Brussel mengatakan, pihaknya dengan tegas memutuskan segala bentuk interaksi yang dapat dianggap melegitimasi junta yang dituduh melakukan pelanggaran hak asasi manusia yang meluas terhadap warga sipil. Dewan Eropa mengatakan, sanksi terbaru ini adalah langkah tambahan dari "pembekuan semua bantuan UE yang dapat dilihat sebagai legitimasi junta."
Tetapi kelompok anti-junta yang bersatu di sekitar Pemerintah Bayangan Persatuan Nasional, NUG, mempertanyakan peningkatan perdagangan antara Uni Eropa dengan Myanmar, yang tahun 2022 meningkat hampir 80% dibandingkan tahun 2021.

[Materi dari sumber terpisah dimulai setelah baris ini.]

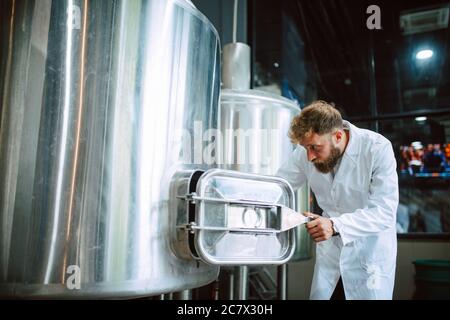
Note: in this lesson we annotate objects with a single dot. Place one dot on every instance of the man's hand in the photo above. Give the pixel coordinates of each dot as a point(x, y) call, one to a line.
point(320, 229)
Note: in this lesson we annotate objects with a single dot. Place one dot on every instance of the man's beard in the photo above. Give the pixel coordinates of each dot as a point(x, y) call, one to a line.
point(328, 164)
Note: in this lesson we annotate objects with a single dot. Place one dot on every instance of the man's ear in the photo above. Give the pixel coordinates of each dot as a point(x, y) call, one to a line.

Beberapa pengamat mengatakan, situasi politik di Myanmar sekarang diabaikan karena perang yang sedang berlangsung di Ukraina. Sejak kudeta Februari 2021, setidaknya 6.000 warga sipil telah tewas, menurut laporan yang diterbitkan bulan lalu oleh Peace Research Institute Oslo.
Antara perdagangan dan sanksi
Sambil memuji sanksi terbaru Uni Eropa, kelompok kampanye Justice For Myanmar berpendapat dalam sebuah pernyataan pekan lalu bahwa langkah sanksi Barat "terlalu lambat dan kurang koordinasi." Beberapa pengamat mengatakan, peningkatan perdagangan antara Uni Eropa dan Myanmar justru menguatkan posisi junta militer.
Uni Eropa mengimpor barang senilai €4,3 miliar ($4,75 miliar) dari Myanmar pada tahun 2022, meningkat hampir 80% dibanding nilai impor tahun sebelumnya, menurut Komisi Eropa. Sebagai perbandingan, perdagangan AS dengan Myanmar hanya meningkat 4% dari tahun 2021 hingga 2022, menurut data AS.
Ekspor UE ke Myanmar juga meningkat pada tahun 2022, dari sekitar €300 juta menjadi €368 juta.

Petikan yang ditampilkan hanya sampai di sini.